To train Llama 4, Meta uses a cluster of learning over 100,000 Nvidia H100 GPUs; presumably a record.
Meta-CEO Mark Zuckerberg reveals that the Llama 4 Large Language Model is being trained on a cluster with more than 100,000 Nvidia H100 GPUs. That cluster is immediately the largest in the world, at least talked about publicly. Training LLMs takes a lot of computing power, and the largest models take shape over periods of months on AI supercomputers. Those AI clusters are equipped with powerful AI accelerators tailored to the training workloads. The Nvidia H100 is the most powerful chip of its kind available at scale.
Big, bigger, biggest
Elon Musk also reportedly is already building (or has built) a cluster for xAI with a similar amount of Nvidia H100 chips. The ambition is to expand that cluster further over time, but for now the record seems to stand at about 100,000 chips.

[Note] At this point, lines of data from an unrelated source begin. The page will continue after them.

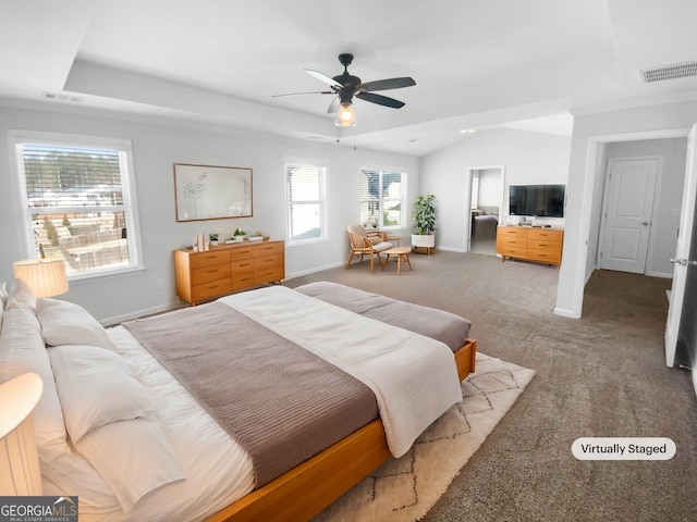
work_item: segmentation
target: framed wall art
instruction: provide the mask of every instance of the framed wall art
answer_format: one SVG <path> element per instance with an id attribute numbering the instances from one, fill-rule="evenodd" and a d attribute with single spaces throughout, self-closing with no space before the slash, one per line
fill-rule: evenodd
<path id="1" fill-rule="evenodd" d="M 174 163 L 176 221 L 252 217 L 252 169 Z"/>

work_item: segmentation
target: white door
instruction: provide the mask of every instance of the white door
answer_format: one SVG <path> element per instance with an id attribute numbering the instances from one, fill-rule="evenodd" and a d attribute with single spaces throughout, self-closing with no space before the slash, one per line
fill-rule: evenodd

How much a data center with that many accelerators consumes on an annual basis is difficult to estimate. Count on the equivalent of a city. Llama 4 will be one of the most powerful AI models of its kind, and should be able to reason sensibly. Whether those capabilities are worth the ever-increasing impact on the global power supply, the future will tell. How Meta’s cluster will be powered is unclear.
Nuclear Energy
Several data specialists including Oracle, AWS and Microsoft are looking at nuclear power to satisfy AI’s hunger for power. In doing so, the technology giants are thinking not only about taking from existing reactors, but also investing in their own small modular reactors to power tomorrow’s data centers.